Mas eu quero contar alguma coisa. Duas coisas, do inferno e do céu.

Primeiro, do calvário que foi a passagem pela Cuesta de Lipán. Senti ali, em cada um dos últimos 15 quilômetros, uma tristeza irremediável. Logo que não aguentava mais e comecei a empurrar, o portão do inferno se abria e o caminho tortuoso se alargava a cada passo, num ziguezague bêbado subido em direção ao abismo. Quilômetro por quilômetro, o tormento não acabava. Um pensamento novo, que nunca tive, martelado na cadência do taco no asfalto: nunca mais. Enquanto continuava naquele suplício, o alívio imaginário, inventado e cultivado pela fé falsa que aquele era o último quilômetro, cantava solene dentro da minha cabeça: nunca mais.

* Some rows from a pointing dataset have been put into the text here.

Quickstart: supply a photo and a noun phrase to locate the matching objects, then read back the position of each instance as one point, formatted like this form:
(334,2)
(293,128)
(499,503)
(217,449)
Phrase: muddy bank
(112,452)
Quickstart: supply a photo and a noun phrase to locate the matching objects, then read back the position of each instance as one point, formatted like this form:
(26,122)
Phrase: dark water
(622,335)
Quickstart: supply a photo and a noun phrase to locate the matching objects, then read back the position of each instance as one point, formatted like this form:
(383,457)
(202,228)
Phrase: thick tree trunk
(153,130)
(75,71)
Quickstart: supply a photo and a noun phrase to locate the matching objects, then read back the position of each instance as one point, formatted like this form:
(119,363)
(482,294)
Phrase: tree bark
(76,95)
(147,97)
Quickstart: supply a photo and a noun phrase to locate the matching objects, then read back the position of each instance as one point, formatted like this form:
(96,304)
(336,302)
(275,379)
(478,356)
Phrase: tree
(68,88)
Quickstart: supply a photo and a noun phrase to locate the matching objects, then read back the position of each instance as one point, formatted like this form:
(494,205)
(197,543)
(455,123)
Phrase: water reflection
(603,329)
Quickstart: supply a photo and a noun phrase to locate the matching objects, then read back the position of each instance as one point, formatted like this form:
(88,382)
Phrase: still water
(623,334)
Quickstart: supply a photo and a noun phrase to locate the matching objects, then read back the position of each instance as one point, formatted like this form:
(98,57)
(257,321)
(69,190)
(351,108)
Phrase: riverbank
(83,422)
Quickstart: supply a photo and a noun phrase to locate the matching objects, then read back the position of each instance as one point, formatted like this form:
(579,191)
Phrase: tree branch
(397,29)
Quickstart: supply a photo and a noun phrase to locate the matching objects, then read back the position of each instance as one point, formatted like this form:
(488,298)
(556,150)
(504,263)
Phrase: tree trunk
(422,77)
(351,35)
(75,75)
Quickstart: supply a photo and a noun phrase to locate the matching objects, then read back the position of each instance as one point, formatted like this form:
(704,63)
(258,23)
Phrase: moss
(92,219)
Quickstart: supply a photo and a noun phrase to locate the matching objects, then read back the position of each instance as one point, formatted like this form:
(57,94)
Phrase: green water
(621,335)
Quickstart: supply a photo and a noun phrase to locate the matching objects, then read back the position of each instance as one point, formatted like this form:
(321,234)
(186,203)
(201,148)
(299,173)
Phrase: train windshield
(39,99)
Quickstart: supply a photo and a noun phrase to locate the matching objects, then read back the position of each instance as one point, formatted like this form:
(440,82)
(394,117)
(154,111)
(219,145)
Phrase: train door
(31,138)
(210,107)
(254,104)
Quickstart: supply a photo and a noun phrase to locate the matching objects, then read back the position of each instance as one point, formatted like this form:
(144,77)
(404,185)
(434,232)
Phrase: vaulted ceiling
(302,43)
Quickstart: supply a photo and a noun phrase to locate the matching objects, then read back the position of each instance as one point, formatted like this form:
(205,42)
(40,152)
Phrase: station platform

Apesar de nem sempre me divertir nas subidas, não me lembro de ter pensado alguma vez em explodir uma montanha. Comecei a pensar nos detalhes de como destruir Lipán. Aquele ódio ressentido, da humilhação silenciosa que a montanha me pregava, se transformou num mote terrorista. A pulsão de morte convertia no prazer de me ver sorridente sobre os destrosos de Lipán escangalhado.

Foram 30 km de distância com 1700 m de ganho de elevação, chegando a 3700 m sobre o nível do mar. Lipán, uma bruxa!

E a outra coisa que conto, a única que quero guardar, foi o paraíso. A subida ao ponto mais alto da Ruta 40, Abra el Acay. Depois de um dia tratando do olho, saí cedo, mas já claro, para tentar o monstro. Na areia do início, três tombos de maduro. A sapatilha com o taco deformado de caminhar travou no pedal ao mesmo tempo que roda fina de correr travou na areia. Chão, chão, chão. A dignidade já não tinha, me joguei gostoso no macio. A vista vai mudando, a estrada, empinando e o piso continua ruim. Acima de 4500 m me apunei. Só que em vez da dor de cabeça típica, cansaço e falta de ar, a altura me deu uma alegria boba. Do nada, percebi que faltavam só 500 m, uma Mesa do Imperador. Meu olho começou a aguar, a respiração começou a soluçar e sem nem ver já estava chorando. Uma felicidade vazia, cheia de blocos de neve e montanhas distantes. Uma vista linda.

Mas o pouco que falta nessa altura ainda é chão. Estava devagar, pedalando o tempo todo, sem empurrar e disposto. Como se Acay tivesse rebaixado a subida pra me esperar. O vento aumentando, o topo aparecendo e a certeza que agora estava ali. Já não era imaginação nem esperança. Não precisava mais fé nem reza, era só virar e lá estava a placa: 4895 metros. A foto clássica da bicicleta encostada, um pouco de vista, um pouco de frio.

Sem reza nem cruz, coloquei minha pedra na apacheta à Pachamama e agradeci à montanha.


Kleto Zan é engenheiro de software, ciclista e detesta fotografia, mas escreve como ninguém.